Y allí la realidad es bastante más compleja.

La construcción sigue golpeada. El comercio no logra recuperar dinamismo. El consumo masivo continúa débil. Buena parte de la industria opera con dificultades y las pymes siguen enfrentando un escenario extremadamente desafiante. Mientras tanto, el desempleo comienza a mostrar señales preocupantes y los salarios continúan perdiendo poder adquisitivo frente a una inflación que, lejos de estar derrotada, todavía se mueve entre el 2% y el 3% mensual.

Llamar a eso inflación controlada parece apresurado.

A esto se suma otro debate incómodo: el tipo de cambio. Mientras los precios internos siguieron subiendo, el dólar avanzó mucho menos. El resultado es una Argentina extraordinariamente cara en dólares. Viajar al exterior resulta cada vez más accesible para quienes tienen ingresos suficientes, mientras que producir localmente se vuelve más difícil para muchos sectores.

Hoy el gran sostén externo es Vaca Muerta. Los dólares energéticos ayudan a compensar una dinámica que de otro modo sería mucho más complicada. Porque mientras el sector energético genera divisas, millones de argentinos continúan acumulando dólares para atesoramiento o para gastar fuera del país. El flujo de salida persiste.
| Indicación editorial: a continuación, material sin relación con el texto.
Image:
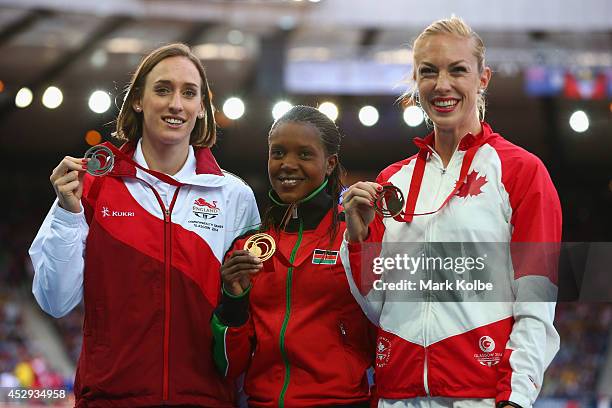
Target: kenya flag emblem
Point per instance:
(324, 257)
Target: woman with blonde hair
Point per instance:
(466, 185)
(142, 245)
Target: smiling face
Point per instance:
(171, 101)
(297, 161)
(448, 81)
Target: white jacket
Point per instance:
(479, 348)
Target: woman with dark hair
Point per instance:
(466, 186)
(142, 245)
(291, 321)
Por eso la sensación de fondo es que todavía no existe un plan de estabilización completamente consolidado. Existe un programa de ajuste fiscal. Existe una estrategia de desinflación apoyada en un tipo de cambio muy contenido. Existe una mejora financiera evidente.
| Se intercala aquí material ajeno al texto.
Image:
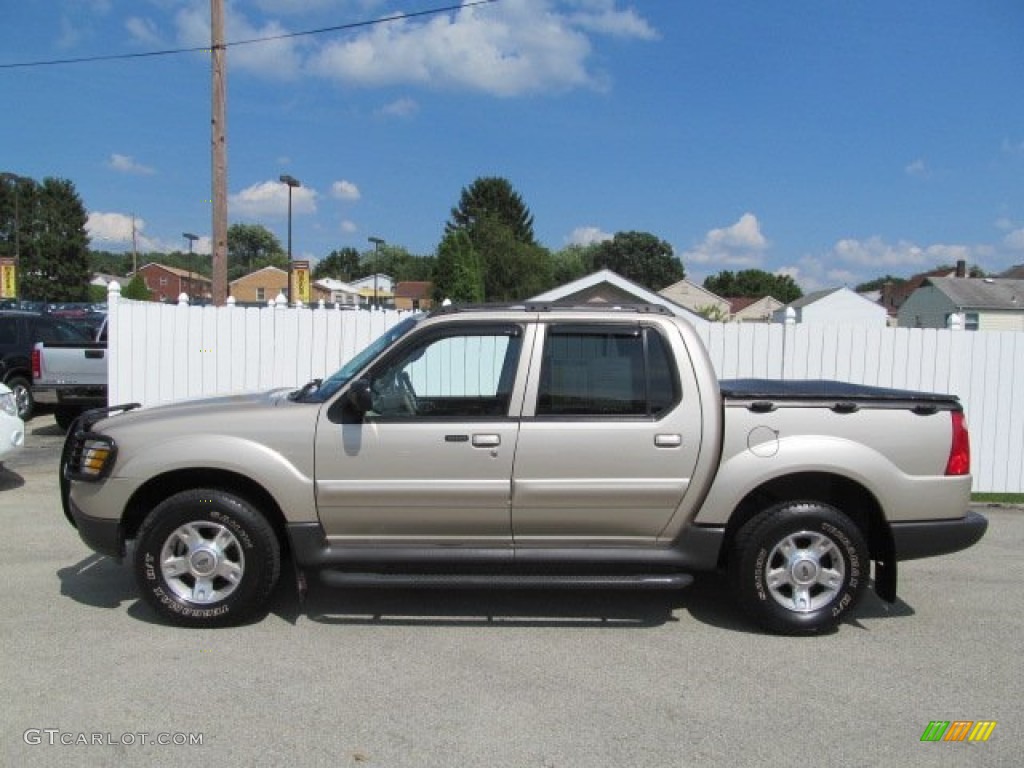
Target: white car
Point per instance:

Pero todavía falta demostrar que ese esquema puede transformarse en crecimiento genuino y sostenible.

También persisten interrogantes sobre la calidad del superávit fiscal. Una parte relevante del esfuerzo recae sobre jubilados cuyos ingresos perdieron capacidad de compra, sobre universidades que reclaman recursos y sobre sectores productivos que siguen esperando señales más claras de recuperación.

La pregunta ya no es si el Gobierno evitó una crisis mayor. Probablemente lo hizo.

La pregunta ahora es otra: si el costo social que se está pagando permitirá construir una economía más fuerte o si simplemente estaremos cambiando un problema por otro.

Porque una economía no se mide únicamente por el riesgo país, el valor de los bonos o la cotización de las acciones.

También se mide por la capacidad de generar empleo, por la fortaleza de sus empresas, por el poder adquisitivo de los salarios y por la dignidad de sus jubilados.

Y en esos indicadores, la recuperación todavía no llegó para una parte muy importante de los argentinos.